Hierzulande hat man sich sehr schwer mit der Diskussion getan, ob Whistleblower einen besonderen Schutz benötigen. Unter anderem historisch bedingt: Sowohl das Hitler-Regime, also auch die DDR haben sich auf Denunziantentum verlassen. Für Journalisten aber sind Whistleblower eine wichtige Quelle, weil sie als Insider Missstände entdecken, die von außen oft nicht erkennbar sind. Doch sie prüfen immer Folgendes: Wie relevant sind die Informationen und sind sie unabhängig überprüfbar?

Ist der Wikileaks-Initiator ein Journalist?
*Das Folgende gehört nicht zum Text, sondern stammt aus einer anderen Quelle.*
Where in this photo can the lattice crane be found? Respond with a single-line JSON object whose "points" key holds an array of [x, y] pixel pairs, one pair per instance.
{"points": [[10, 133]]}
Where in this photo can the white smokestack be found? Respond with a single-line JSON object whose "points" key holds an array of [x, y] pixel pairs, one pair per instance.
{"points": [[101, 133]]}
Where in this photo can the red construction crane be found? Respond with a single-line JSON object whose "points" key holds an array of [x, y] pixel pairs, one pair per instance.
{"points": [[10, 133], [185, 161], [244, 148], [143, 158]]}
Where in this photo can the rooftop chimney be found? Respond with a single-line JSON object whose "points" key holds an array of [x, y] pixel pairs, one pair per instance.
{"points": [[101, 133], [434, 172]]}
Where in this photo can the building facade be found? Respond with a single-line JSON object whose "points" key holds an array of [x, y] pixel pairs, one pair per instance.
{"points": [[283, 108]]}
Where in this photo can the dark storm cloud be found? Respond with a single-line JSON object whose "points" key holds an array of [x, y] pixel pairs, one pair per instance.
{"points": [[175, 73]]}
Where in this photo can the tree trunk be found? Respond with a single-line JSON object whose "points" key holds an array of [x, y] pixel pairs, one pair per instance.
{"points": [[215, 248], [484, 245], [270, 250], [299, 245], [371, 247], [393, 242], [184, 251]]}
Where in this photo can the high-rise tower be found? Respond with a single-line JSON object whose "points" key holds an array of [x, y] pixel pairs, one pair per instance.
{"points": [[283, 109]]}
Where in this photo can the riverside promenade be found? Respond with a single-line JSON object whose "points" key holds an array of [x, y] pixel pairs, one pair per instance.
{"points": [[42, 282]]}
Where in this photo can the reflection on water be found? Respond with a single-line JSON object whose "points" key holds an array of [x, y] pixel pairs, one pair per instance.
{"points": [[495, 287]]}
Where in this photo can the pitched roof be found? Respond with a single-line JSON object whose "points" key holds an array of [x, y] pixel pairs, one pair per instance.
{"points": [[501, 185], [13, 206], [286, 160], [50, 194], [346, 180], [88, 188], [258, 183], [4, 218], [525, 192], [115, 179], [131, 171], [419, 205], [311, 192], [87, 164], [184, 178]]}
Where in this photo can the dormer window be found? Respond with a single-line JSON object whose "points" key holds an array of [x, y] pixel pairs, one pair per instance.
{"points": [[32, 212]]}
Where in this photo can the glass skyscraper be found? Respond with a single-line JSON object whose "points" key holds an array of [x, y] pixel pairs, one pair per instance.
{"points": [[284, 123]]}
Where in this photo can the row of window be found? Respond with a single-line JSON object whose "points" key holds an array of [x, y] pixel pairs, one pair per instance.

Dass Assange mit seinem Portal Wikileaks jedem ermöglichte, Informationen hochzuladen, war ein Problem in der Diskussion um den möglichen Schutz. Denn nur Journalistinnen und Journalisten können sich auf das hohe Gute der Pressefreiheit berufen. Darauf hatte sich Assange immer wieder berufen. Auf Wikileaks aber werden Informationen ohne Faktencheck hochgeladen und veröffentlicht.

EU-Richtlinie zum Schutz der Whistleblower

In Deutschland stand lange das Arbeitsrecht dem Whistleblowing entgegen, denn Geschäftsgeheimnisse durften nicht weitergegeben werden. Oft reichte dazu allerdings aus, ein Vorgang mit dem Vermerk "Nur für den internen Gebrauch" zu beschriften. Die Diskussion um Hinweisgeber wie Assange, Snowden oder Manning führen allerdings dazu, dass die EU 2019 eine Whistleblower-Richtlinie verabschiedete. Deutschland tat sich mit der Umsetzung schwer, erst mit Verspätung trat sie im Juli 2023 in Kraft – unter dem Namen Hinweisgeberschutzgesetz.

Kritik am Hinweisgeberschutzgesetz

Dabei habe Deutschland aber nicht alle europäischen Vorgaben umgesetzt, so die Kritik zum Beispiel des Whistleblowing-Netzwerkes, das potentielle Hinweisgeber berät. Viele Unternehmen hätten noch nicht begriffen, dass Whistleblower keine Nestbeschmutzer seien, sondern die Unternehmen von den Informationen profitieren könnten. Andere – wie die Gesellschaft für Freiheitsrechte – kritisieren, dass der Schutz sehr selektiv sei. Zum Beispiel sei die Offenlegung von Informationen gegenüber Presse und Öffentlichkeit nur unzureichend geschützt.

Positive Reaktionen auf Assange-Freilassung

Dass Julian Assange nun in die Freiheit entlassen wird, nahmen deutsche Politiker wohlwollend zur Kenntnis. "Ich bin froh darüber, dass dieser Fall offensichtlich durch Absprachen gelöst worden ist und Assange den Arrest verlassen durfte", sagte Bundespräsident Frank-Walter Steinmeier. Und Außenministerin Annalena Baerbock erklärte, dass sie froh sei, "dass dieser Fall, der überall auf der Welt sehr emotional diskutiert wurde und viele Menschen bewegt hat, dass er nun endlich eine Lösung gefunden hat". In den USA sehen das nicht alle so. Der ehemalige Vize-Präsident Mike Pence nannte den Vorgang einen "Justizirrtum".